Динамо получилось не простое, а с вывертом. Девка стала просить Володю, для начала, разобраться с одним мужиком. Сказала, что тот москвич и тоже отдыхает здесь. Предъява у нее к нему была такая: он ее сильно обидел, и она желает с ним поквитаться. Нет, замочить не просила. Но вот отметелить — да. Руку-ногу сломать. Почки там, типа, отбить. Или чтоб он половины зубов недосчитался. Или, к примеру, глаза. А вот когда, сказала девка, Вова ее условие выполнит, она и в любовь с ним поиграет, да еще и заплатит — тысячу швабриков. Ну, он послал ее, конечно. Кругом девок нормальных, без закидонов, полно.

— А она, эта девка, сказала, как ее звать? — спросил я.

— Сказала. Светкой.

Вот это да!.. Неужели наша заполошная, восторженная Светка заказала Вадима? Причем попыталась найти исполнителя в лице качка-провинциала в баре? Что-то не похоже на студентку-юристку… Да и с какой стати она вдруг окрысилась на Сухарова?

— Ваша баба? — спросил у меня второй. — Знаешь такую?

Я пожал плечами.

— Ваш Володя ж у нее документов не спрашивал, правда? Назваться Светой любая могла.

Братки переглянулись и молчаливо со мной согласились. Однако история на том не кончалась. Володя продолжил свой рассказ.

Вчера эта девка, с понтом Света, утром снова появилась в том же баре и как ни в чем не бывало возобновила хиханьки-хаханьки.

— Вчера? — перебил я. — А во сколько?

— С самого утряка, — заметил Вова, — часов в двенадцать, я первый сюда зарулил, никого наших еще не было.

И после третьего коктейля эта с-понтом-Света опять завела все тот же базар, что хочет проучить мужика, который ее, типа, обидел. А он, Володька, в этот раз сделал вид, что повелся на предложение прибабахнутой москвички. Решил с ней поиграть. «А что, — спрашивает, — за мужик, кого ты хочешь отметелить? Как звать, как выглядит?» Она ему фотку и предъявила. «Где его найти?» — «А он, — говорит девка со смехом, — у нас из коттеджа не выходит». — «Тебя, что ль, боится?» — «Не, — скалится она, — он у нас лежачий. Нога у него сломана». — «Ты ему, что ль, сломала?» Та ржет: «Может, — говорит, — и я, да только мне этого мало».

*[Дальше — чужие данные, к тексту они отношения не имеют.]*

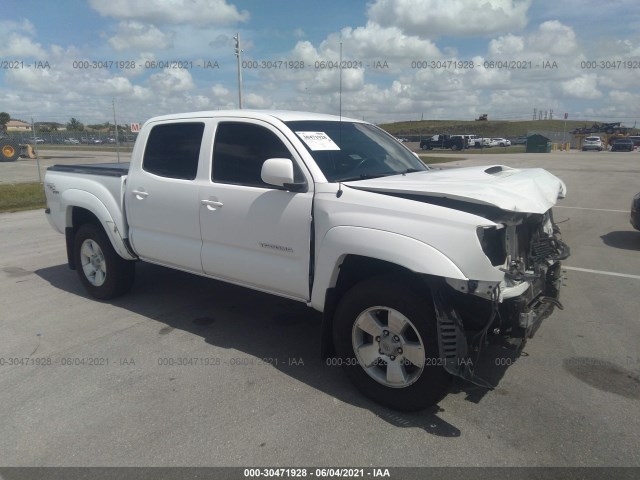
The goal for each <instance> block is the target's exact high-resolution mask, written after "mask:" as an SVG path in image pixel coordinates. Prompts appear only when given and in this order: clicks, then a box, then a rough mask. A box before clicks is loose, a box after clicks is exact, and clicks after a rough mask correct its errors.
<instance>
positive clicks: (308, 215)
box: [200, 118, 313, 300]
mask: <svg viewBox="0 0 640 480" xmlns="http://www.w3.org/2000/svg"><path fill="white" fill-rule="evenodd" d="M269 158H289V159H291V160H292V161H293V162H294V170H295V172H296V179H295V180H296V181H303V180H306V181H307V184H308V191H306V192H297V193H296V192H289V191H286V190H284V189H283V188H278V187H274V186H272V185H268V184H266V183H264V182H263V181H262V179H261V177H260V172H261V169H262V164H263V163H264V161H265V160H267V159H269ZM312 200H313V182H312V181H311V177H310V176H309V174H308V173H307V172H306V170H305V169H304V166H303V164H302V161H301V159H300V157H299V155H298V153H297V152H296V151H295V149H294V148H293V147H292V145H291V144H290V143H289V141H288V140H287V138H286V136H285V135H284V134H283V133H282V132H280V131H279V130H278V129H276V128H275V127H273V126H272V125H269V124H268V123H265V122H260V121H258V120H250V119H240V118H239V119H229V120H224V121H223V120H220V121H219V122H218V124H217V127H216V132H215V138H214V143H213V159H212V163H211V176H210V178H209V179H208V182H207V184H206V185H203V186H201V187H200V202H201V205H200V226H201V230H202V242H203V243H202V265H203V268H204V271H205V273H207V274H209V275H211V276H214V277H217V278H221V279H224V280H227V281H231V282H234V283H239V284H242V285H247V286H251V287H253V288H257V289H260V290H264V291H268V292H271V293H276V294H280V295H283V296H287V297H291V298H296V299H300V300H308V299H309V252H310V239H311V206H312Z"/></svg>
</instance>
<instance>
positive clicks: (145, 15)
mask: <svg viewBox="0 0 640 480" xmlns="http://www.w3.org/2000/svg"><path fill="white" fill-rule="evenodd" d="M89 4H90V5H91V7H93V8H94V9H95V10H96V11H98V12H99V13H100V14H101V15H103V16H108V17H114V18H118V19H132V20H140V21H145V22H150V23H154V24H187V23H188V24H193V25H196V26H204V25H227V24H235V23H238V22H245V21H247V20H248V19H249V13H248V12H247V11H246V10H243V11H242V12H239V11H238V9H237V8H236V7H235V5H229V4H228V3H227V2H226V0H153V1H148V0H108V1H104V0H89Z"/></svg>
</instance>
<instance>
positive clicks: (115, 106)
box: [111, 98, 120, 163]
mask: <svg viewBox="0 0 640 480" xmlns="http://www.w3.org/2000/svg"><path fill="white" fill-rule="evenodd" d="M111 106H112V107H113V125H114V126H115V127H116V154H117V155H118V163H120V142H119V141H118V122H117V121H116V99H115V98H112V99H111Z"/></svg>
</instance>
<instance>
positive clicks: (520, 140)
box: [511, 135, 527, 145]
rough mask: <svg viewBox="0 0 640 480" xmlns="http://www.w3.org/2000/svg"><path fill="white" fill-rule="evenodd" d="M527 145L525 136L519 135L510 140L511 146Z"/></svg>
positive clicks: (525, 135) (525, 136)
mask: <svg viewBox="0 0 640 480" xmlns="http://www.w3.org/2000/svg"><path fill="white" fill-rule="evenodd" d="M526 144H527V136H526V135H520V136H519V137H513V138H511V145H526Z"/></svg>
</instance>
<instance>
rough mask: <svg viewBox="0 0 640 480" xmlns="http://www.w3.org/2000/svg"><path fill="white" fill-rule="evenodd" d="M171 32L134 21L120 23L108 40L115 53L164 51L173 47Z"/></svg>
mask: <svg viewBox="0 0 640 480" xmlns="http://www.w3.org/2000/svg"><path fill="white" fill-rule="evenodd" d="M174 36H175V34H174V33H173V32H162V31H160V30H159V29H158V28H157V27H156V26H154V25H147V24H143V23H140V22H137V21H134V20H128V21H124V22H120V23H119V24H118V31H117V33H116V34H115V35H114V36H113V37H111V38H110V39H109V44H110V45H111V46H112V47H113V48H114V50H116V51H121V50H140V49H142V50H164V49H167V48H169V47H171V46H172V45H173V38H174Z"/></svg>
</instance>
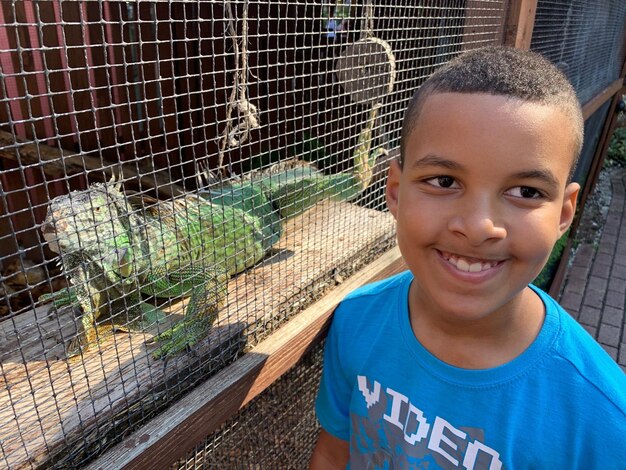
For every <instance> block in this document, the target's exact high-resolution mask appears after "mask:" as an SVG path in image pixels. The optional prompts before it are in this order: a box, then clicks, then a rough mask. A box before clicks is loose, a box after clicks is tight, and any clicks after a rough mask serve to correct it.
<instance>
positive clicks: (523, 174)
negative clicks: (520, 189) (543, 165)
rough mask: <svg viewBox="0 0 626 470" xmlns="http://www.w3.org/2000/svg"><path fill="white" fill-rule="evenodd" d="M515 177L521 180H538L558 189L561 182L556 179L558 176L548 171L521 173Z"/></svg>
mask: <svg viewBox="0 0 626 470" xmlns="http://www.w3.org/2000/svg"><path fill="white" fill-rule="evenodd" d="M513 177H515V178H519V179H537V180H540V181H543V182H544V183H546V184H548V185H550V186H551V187H553V188H558V186H559V181H558V180H557V179H556V176H554V174H553V173H552V172H551V171H550V170H547V169H538V170H528V171H520V172H519V173H515V174H514V175H513Z"/></svg>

Короче, Вова прикинулся, что готов заказ москвички выполнить. Для смеха и чтоб попутно девку на секс все-таки развести. «Поехали, — грит, — покажешь, где дом, в котором мужик отдыхает». Сели они с киской в его тачилу и отправились смотреть на больного.

— Во сколько это было?! – не удержался от восклицания я.

— А ты че, хочешь меня финским крысоловам сдать? — подался ко мне Володя. Выглядело довольно устрашающе.

— Нет, думаю, может, ты настоящего убийцу видел. В окрестностях домика. — Голос у меня в тот момент не дрогнул, хотя вполне мог бы.

— Я. Никого. Не видел, — раздельно и очень внушительно молвил гоблин.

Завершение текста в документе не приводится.